= Annie Weetaltuk =

First Indigenous Canadian flight attendant

Anniapik Weetaltuk (Annie) was Canada's first Indigenous flight attendant, hired by the Manitoba-based Transair in 1958.

She was born in 1935 on Cape Hope Islands, also known as Nunaaluk, in James Bay, one of twelve children born to Arctic whale hunters. Weetaltuk's grandfather, George Weetaltuk, founded the community in the 1920s. The southern location of this area led to a relationship with surrounding Cree communities, giving her the opportunity to learn the Cree language. She also spoke fluent Inuktitut, French and English.

Annie attended a Fort George Catholic school run by Grey Nuns and Oblate Fathers before enrolling in a nursing course at the Hamilton Sanitorium in 1951, earning a nursing assistant diploma. She worked at Ottawa Civic Hospital, The Bell Telephone Hospital at Great Whale and Montreal General Hospital. She also worked aboard the Department of Transport's medical ship C.D. Howe, which was used to test and transport Inuit tuberculosis patients. She worked as both a nurse and a registrar for the Department of Northern Affairs.

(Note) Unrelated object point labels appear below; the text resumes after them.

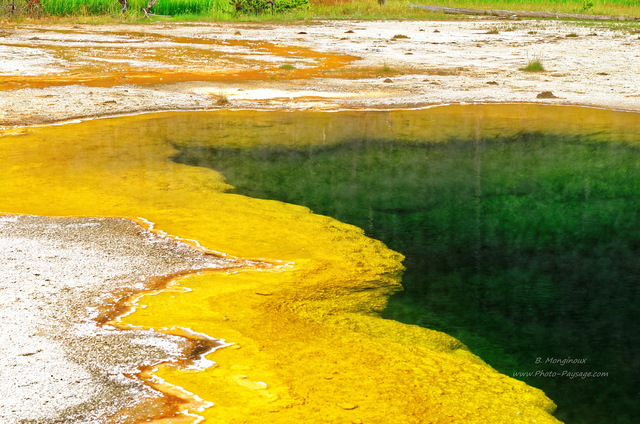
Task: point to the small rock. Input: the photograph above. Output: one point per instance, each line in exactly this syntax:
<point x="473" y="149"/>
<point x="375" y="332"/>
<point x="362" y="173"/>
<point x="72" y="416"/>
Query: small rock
<point x="546" y="95"/>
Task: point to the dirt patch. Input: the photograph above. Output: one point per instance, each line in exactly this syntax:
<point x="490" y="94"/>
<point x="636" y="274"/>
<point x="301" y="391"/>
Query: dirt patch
<point x="52" y="73"/>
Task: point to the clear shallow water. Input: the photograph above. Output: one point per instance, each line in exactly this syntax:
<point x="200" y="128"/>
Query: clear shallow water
<point x="523" y="243"/>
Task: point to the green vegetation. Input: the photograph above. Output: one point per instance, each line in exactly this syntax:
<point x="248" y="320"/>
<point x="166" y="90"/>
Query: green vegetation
<point x="534" y="65"/>
<point x="307" y="9"/>
<point x="522" y="247"/>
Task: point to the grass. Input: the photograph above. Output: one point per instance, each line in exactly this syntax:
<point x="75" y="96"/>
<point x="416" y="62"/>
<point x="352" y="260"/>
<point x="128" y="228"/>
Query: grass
<point x="534" y="65"/>
<point x="327" y="9"/>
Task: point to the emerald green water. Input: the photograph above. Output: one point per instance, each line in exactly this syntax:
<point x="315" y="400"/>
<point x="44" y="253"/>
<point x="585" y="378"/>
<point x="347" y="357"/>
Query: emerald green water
<point x="526" y="247"/>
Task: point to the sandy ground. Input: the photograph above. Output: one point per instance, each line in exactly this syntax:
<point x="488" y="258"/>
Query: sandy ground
<point x="53" y="73"/>
<point x="56" y="363"/>
<point x="54" y="273"/>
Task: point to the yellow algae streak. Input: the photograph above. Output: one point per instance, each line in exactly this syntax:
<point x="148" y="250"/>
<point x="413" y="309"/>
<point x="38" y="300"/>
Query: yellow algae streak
<point x="308" y="344"/>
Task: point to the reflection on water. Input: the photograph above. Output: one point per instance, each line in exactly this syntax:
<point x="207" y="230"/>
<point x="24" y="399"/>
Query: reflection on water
<point x="521" y="240"/>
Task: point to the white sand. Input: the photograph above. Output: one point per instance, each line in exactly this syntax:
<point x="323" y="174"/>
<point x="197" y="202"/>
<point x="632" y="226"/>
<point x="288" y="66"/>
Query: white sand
<point x="56" y="363"/>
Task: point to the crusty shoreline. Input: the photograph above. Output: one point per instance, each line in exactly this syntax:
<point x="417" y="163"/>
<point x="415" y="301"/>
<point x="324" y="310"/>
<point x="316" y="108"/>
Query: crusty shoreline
<point x="440" y="62"/>
<point x="57" y="363"/>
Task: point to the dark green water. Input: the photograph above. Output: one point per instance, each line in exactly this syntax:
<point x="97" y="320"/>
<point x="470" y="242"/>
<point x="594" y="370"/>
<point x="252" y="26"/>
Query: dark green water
<point x="527" y="248"/>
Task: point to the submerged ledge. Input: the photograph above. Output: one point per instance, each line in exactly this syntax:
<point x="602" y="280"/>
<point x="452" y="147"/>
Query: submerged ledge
<point x="308" y="344"/>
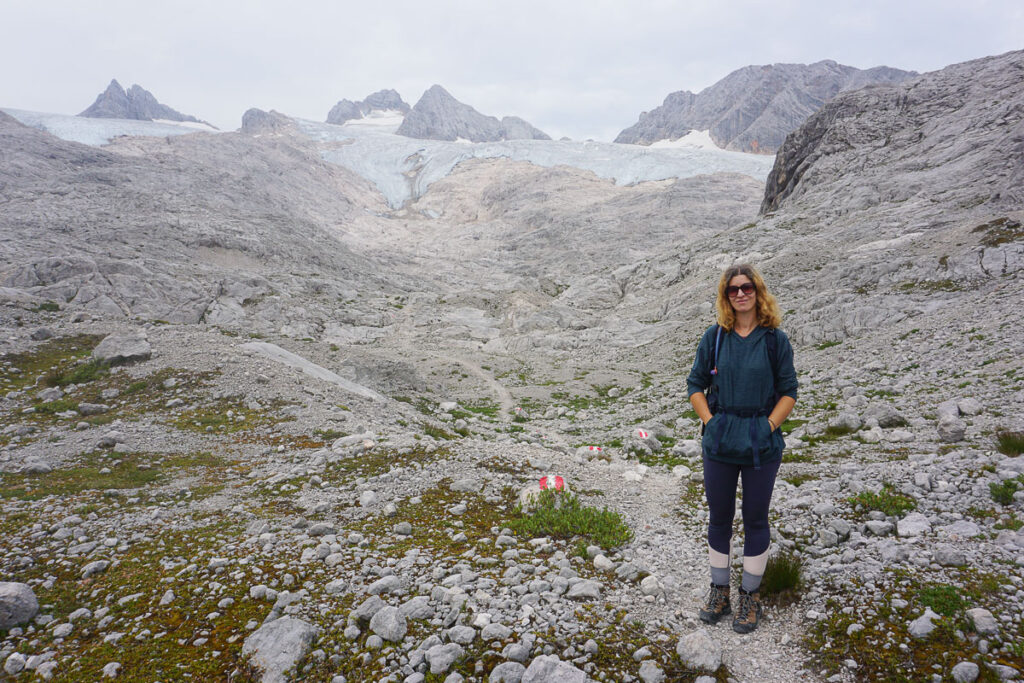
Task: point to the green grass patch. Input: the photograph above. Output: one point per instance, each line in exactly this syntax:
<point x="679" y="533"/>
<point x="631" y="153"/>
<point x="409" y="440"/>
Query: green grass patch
<point x="1003" y="492"/>
<point x="783" y="575"/>
<point x="561" y="515"/>
<point x="943" y="599"/>
<point x="1010" y="442"/>
<point x="20" y="371"/>
<point x="798" y="479"/>
<point x="888" y="501"/>
<point x="227" y="416"/>
<point x="81" y="374"/>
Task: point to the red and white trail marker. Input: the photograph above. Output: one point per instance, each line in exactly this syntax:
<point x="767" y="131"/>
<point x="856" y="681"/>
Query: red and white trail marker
<point x="553" y="481"/>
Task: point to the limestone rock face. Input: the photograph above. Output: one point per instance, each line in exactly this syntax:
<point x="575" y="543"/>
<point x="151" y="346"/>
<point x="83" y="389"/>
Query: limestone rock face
<point x="256" y="121"/>
<point x="276" y="646"/>
<point x="956" y="124"/>
<point x="382" y="100"/>
<point x="17" y="604"/>
<point x="755" y="108"/>
<point x="136" y="102"/>
<point x="438" y="116"/>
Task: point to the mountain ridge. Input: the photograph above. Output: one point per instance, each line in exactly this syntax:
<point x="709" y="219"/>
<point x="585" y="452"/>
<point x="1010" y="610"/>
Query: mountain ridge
<point x="137" y="103"/>
<point x="754" y="108"/>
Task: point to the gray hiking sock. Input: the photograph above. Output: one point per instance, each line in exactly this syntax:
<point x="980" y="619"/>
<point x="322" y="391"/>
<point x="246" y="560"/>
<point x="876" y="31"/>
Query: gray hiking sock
<point x="720" y="575"/>
<point x="751" y="583"/>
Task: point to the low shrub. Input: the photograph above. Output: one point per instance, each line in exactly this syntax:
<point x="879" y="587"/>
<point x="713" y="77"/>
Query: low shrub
<point x="561" y="515"/>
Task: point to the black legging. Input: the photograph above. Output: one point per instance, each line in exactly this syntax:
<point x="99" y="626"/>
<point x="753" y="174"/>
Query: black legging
<point x="720" y="489"/>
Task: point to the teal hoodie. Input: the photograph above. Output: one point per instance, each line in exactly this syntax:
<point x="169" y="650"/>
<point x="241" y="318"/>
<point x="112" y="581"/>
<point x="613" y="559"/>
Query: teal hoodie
<point x="744" y="384"/>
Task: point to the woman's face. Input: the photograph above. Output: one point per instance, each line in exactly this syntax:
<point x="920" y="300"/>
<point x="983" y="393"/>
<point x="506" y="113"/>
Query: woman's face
<point x="742" y="295"/>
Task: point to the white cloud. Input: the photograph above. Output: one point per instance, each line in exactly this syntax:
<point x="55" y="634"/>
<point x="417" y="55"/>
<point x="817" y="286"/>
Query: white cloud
<point x="577" y="68"/>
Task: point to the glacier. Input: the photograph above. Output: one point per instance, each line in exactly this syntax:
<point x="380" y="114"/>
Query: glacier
<point x="402" y="168"/>
<point x="97" y="132"/>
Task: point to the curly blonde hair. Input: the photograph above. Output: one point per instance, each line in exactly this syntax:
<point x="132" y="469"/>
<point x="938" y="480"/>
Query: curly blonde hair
<point x="767" y="308"/>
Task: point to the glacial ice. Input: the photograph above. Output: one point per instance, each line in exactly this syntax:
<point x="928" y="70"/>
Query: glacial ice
<point x="402" y="168"/>
<point x="100" y="131"/>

Weetaltuk's employment at Transair led to public interest and media attention. She was employed there for two years before becoming pregnant and leaving to Great Whale River to live with her family.

In Great Whale River, Annie worked for the Northern Affairs Department in charge of Eskimo handicrafts. There, she met Terry Whitfield, an Australian mechanic hired by Marconi. When they began a romantic relationship, Whitfield was fired. The two married, but later divorced. Weetaltuk later married a man named Bill Shields, who worked with the Tuna Fishing Ships Company.

Weetaltuk later worked for the Government of Quebec in Montreal and Great Whale.

Her son Mike Shields also worked in aviation, being employed by Air Inuit and also managing the Kuujjuarapik Airport.